When morning came Bob tried in every conceivable way to make them understand that he wished to be taken back, but he found it a quite hopeless task. No signs or pantomime could make them comprehend his meaning, and it appeared that he was doomed to remain with them. The shock of exposure had been so great that he was still very weak and not able to walk, as he quickly realized when he tried to move about, and he was compelled to remain within in the company of the women, in spite of his desire to go out and reconnoitre.
Ma-ni-ka-wan, the maiden, took it upon herself to be his nurse. She brought him water to bathe his face, which was very sore from frostbite, and gave him the choicest morsels from the kettle, and made him as comfortable as possible.
At first he held a faint hope that when Bill missed him at the tilt, a search would be made for him and his friends would find the wigwam. But as the days slipped by he realized that he would probably never be discovered. There came a fear that the news of his disappearance would be carried to Wolf Bight and he dreaded the effect upon his mother and Emily.

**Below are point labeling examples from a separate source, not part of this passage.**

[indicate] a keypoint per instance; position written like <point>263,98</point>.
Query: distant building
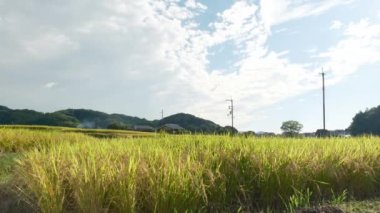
<point>144,128</point>
<point>309,134</point>
<point>172,128</point>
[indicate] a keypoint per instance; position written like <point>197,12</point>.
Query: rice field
<point>56,171</point>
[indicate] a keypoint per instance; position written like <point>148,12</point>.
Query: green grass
<point>63,171</point>
<point>7,164</point>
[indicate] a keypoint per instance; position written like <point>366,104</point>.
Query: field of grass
<point>60,171</point>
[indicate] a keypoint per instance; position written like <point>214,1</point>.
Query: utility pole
<point>231,112</point>
<point>324,106</point>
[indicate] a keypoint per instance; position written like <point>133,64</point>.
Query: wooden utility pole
<point>231,112</point>
<point>324,105</point>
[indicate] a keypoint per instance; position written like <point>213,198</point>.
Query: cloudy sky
<point>138,57</point>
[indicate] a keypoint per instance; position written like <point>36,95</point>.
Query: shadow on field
<point>10,202</point>
<point>322,209</point>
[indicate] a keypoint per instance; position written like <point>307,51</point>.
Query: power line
<point>324,103</point>
<point>231,112</point>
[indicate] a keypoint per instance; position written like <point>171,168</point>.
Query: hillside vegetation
<point>72,172</point>
<point>84,118</point>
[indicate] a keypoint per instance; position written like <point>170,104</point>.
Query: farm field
<point>56,170</point>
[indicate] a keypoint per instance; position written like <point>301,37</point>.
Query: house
<point>171,128</point>
<point>144,128</point>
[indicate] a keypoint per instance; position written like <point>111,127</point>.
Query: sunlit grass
<point>194,173</point>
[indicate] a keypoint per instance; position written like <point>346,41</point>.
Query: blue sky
<point>138,57</point>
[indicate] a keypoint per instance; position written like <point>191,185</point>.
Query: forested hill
<point>85,118</point>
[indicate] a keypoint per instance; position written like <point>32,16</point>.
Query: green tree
<point>291,128</point>
<point>367,122</point>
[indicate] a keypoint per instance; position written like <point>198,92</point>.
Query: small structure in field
<point>144,128</point>
<point>171,128</point>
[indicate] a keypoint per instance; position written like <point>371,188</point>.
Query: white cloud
<point>336,25</point>
<point>361,46</point>
<point>50,85</point>
<point>50,45</point>
<point>136,57</point>
<point>274,12</point>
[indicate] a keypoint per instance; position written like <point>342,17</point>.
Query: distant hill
<point>84,118</point>
<point>191,123</point>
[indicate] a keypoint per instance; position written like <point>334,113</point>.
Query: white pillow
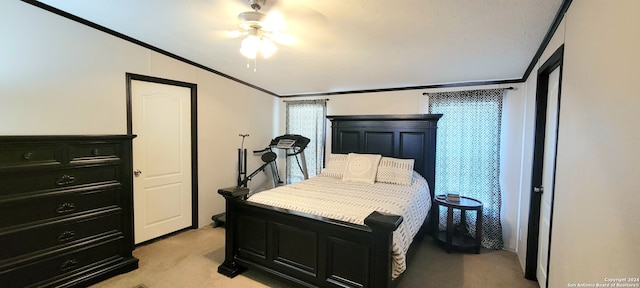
<point>336,163</point>
<point>361,168</point>
<point>395,171</point>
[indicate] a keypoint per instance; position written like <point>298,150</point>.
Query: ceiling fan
<point>262,31</point>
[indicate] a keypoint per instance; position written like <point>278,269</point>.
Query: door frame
<point>194,131</point>
<point>531,262</point>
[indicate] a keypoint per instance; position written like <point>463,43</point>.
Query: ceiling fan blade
<point>283,38</point>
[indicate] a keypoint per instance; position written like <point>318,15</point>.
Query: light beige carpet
<point>191,259</point>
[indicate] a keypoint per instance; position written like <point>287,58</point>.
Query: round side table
<point>460,240</point>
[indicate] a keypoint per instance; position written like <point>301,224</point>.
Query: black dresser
<point>65,210</point>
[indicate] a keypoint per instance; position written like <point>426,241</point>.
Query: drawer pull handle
<point>66,208</point>
<point>66,236</point>
<point>27,156</point>
<point>65,180</point>
<point>68,265</point>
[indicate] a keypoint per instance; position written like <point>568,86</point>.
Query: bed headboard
<point>410,136</point>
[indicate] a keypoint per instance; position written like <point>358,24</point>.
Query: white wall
<point>595,231</point>
<point>596,216</point>
<point>61,77</point>
<point>413,102</point>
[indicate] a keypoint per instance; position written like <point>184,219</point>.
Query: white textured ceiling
<point>343,45</point>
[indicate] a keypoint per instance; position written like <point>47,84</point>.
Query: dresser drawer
<point>91,255</point>
<point>94,151</point>
<point>60,233</point>
<point>54,205</point>
<point>30,155</point>
<point>41,181</point>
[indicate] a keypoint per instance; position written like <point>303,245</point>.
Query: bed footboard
<point>306,249</point>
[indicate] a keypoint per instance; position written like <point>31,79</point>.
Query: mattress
<point>354,201</point>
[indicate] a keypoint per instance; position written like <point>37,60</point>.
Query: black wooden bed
<point>313,251</point>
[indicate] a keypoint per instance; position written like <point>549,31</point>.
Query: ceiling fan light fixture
<point>250,46</point>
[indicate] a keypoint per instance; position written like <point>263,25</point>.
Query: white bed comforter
<point>353,202</point>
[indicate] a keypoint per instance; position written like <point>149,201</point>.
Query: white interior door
<point>548,174</point>
<point>161,158</point>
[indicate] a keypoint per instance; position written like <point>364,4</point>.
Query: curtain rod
<point>285,101</point>
<point>505,88</point>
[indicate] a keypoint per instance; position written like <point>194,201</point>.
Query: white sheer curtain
<point>306,118</point>
<point>468,154</point>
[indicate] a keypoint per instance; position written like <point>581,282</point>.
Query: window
<point>306,118</point>
<point>468,154</point>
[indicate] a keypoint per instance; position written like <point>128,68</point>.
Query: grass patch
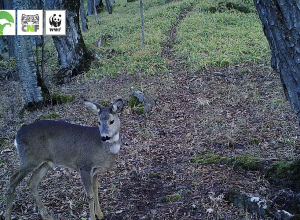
<point>124,26</point>
<point>221,39</point>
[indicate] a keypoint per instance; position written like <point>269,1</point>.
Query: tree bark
<point>10,39</point>
<point>143,26</point>
<point>35,91</point>
<point>73,55</point>
<point>281,25</point>
<point>83,17</point>
<point>108,6</point>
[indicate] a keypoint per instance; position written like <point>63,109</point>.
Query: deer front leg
<point>87,181</point>
<point>99,213</point>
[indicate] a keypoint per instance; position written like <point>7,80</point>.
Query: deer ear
<point>118,106</point>
<point>94,107</point>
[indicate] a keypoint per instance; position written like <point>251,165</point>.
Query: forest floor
<point>229,111</point>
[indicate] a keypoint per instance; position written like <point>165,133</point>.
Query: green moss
<point>59,98</point>
<point>248,162</point>
<point>49,116</point>
<point>105,103</point>
<point>171,198</point>
<point>140,110</point>
<point>23,125</point>
<point>254,141</point>
<point>285,173</point>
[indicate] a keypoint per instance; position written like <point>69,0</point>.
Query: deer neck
<point>114,144</point>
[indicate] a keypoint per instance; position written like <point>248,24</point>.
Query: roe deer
<point>90,150</point>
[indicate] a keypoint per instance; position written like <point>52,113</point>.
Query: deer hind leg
<point>34,181</point>
<point>87,181</point>
<point>14,181</point>
<point>98,211</point>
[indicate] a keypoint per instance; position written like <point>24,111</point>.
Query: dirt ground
<point>230,111</point>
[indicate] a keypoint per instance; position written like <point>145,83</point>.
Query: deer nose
<point>105,138</point>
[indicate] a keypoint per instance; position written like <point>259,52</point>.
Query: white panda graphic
<point>55,21</point>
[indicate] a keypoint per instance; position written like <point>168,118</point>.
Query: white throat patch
<point>115,148</point>
<point>114,138</point>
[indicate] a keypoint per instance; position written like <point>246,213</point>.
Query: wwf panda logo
<point>55,21</point>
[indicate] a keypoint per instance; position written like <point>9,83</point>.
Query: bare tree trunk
<point>73,55</point>
<point>108,6</point>
<point>95,13</point>
<point>83,17</point>
<point>280,19</point>
<point>143,26</point>
<point>35,91</point>
<point>10,39</point>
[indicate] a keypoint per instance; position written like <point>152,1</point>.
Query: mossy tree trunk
<point>72,53</point>
<point>281,25</point>
<point>35,91</point>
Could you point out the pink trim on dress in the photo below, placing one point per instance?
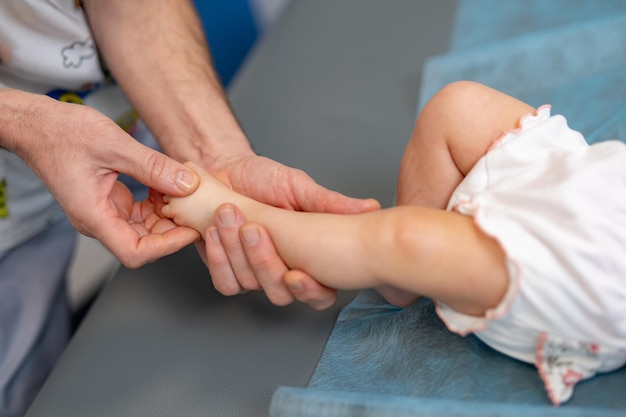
(522, 120)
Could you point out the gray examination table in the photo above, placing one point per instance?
(332, 90)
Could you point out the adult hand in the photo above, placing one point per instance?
(242, 257)
(78, 153)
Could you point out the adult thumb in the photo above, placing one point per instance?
(160, 172)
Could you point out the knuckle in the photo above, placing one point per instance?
(155, 166)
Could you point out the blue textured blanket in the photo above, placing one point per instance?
(384, 361)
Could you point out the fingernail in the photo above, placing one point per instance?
(227, 217)
(215, 236)
(185, 179)
(296, 285)
(250, 235)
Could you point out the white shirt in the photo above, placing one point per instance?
(46, 47)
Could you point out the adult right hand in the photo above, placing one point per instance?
(79, 153)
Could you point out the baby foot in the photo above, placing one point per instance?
(197, 209)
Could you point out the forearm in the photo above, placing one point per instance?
(157, 52)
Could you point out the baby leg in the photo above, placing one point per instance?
(196, 210)
(455, 128)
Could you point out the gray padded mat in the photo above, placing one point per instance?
(332, 89)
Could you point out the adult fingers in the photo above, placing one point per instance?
(265, 262)
(307, 290)
(156, 170)
(228, 221)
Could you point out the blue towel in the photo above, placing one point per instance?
(384, 361)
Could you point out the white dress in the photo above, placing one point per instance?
(557, 206)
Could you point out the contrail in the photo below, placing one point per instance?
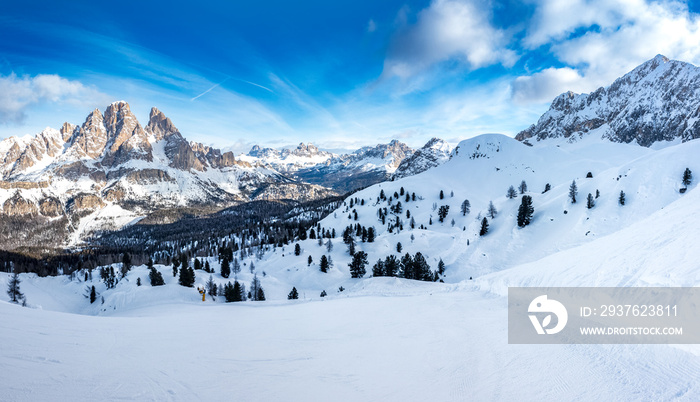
(208, 90)
(237, 79)
(257, 85)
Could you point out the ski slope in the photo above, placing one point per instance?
(389, 338)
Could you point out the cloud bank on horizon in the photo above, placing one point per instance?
(340, 75)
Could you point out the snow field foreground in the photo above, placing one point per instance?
(442, 346)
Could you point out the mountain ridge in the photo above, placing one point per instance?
(658, 101)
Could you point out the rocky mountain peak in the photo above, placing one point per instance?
(434, 153)
(67, 130)
(657, 101)
(91, 139)
(159, 125)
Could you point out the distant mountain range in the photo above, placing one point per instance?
(657, 101)
(111, 171)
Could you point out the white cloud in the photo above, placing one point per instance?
(545, 85)
(620, 35)
(446, 30)
(17, 94)
(371, 26)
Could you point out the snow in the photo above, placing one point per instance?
(389, 338)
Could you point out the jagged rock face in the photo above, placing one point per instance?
(85, 202)
(258, 152)
(50, 207)
(18, 206)
(181, 156)
(127, 139)
(657, 101)
(434, 153)
(160, 126)
(67, 131)
(149, 176)
(48, 143)
(91, 139)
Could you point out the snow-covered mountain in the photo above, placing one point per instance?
(342, 173)
(111, 170)
(657, 101)
(434, 153)
(287, 160)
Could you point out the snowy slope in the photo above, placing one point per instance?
(656, 102)
(390, 338)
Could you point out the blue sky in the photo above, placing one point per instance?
(339, 74)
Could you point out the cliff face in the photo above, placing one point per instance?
(111, 170)
(657, 101)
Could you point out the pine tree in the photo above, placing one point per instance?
(492, 210)
(378, 268)
(421, 269)
(466, 205)
(525, 211)
(442, 212)
(13, 288)
(573, 191)
(155, 277)
(211, 286)
(522, 187)
(687, 177)
(323, 266)
(229, 294)
(406, 267)
(237, 292)
(484, 227)
(225, 268)
(357, 265)
(126, 264)
(187, 276)
(391, 266)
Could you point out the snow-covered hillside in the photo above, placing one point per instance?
(657, 101)
(392, 338)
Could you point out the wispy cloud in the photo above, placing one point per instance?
(208, 90)
(18, 94)
(448, 29)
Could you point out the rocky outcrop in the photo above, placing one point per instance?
(85, 202)
(90, 140)
(149, 176)
(127, 139)
(159, 125)
(18, 206)
(434, 153)
(657, 101)
(50, 207)
(181, 156)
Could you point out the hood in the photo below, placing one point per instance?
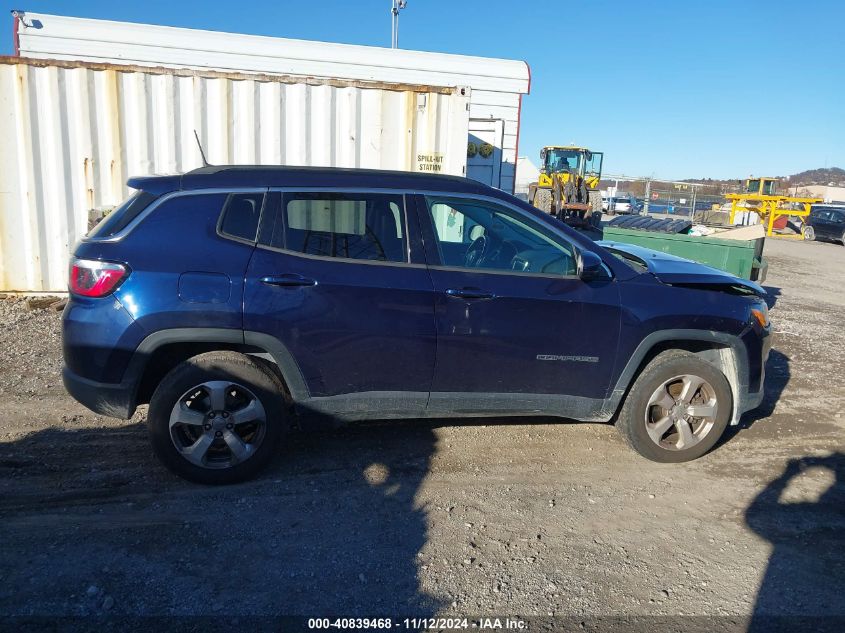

But there was one consolation. Emily could go to the hospital now and be cured. Bill would find the silver fox skin and his share of that and the other furs would pay not only his own but his father's debts, he felt sure, as well as all the expense of Emily's treatment by the doctor—and a good surplus of cash—how much he could not imagine and did not try to calculate—for the doctor had said that silver foxes were worth five hundred dollars in cash. This thought gave him a degree of satisfaction that towered so far above his troubles that he almost forgot them.
In a little while he was quite strong and active again. Finally a day came when the Indians made preparations to move. The wigwam was taken down and with all their belongings packed upon toboggans, and under the cold stars of a January morning, they turned to the northward, and Bob had no other course than to go with them even farther from the loved ones and the home that his heart so longed to see.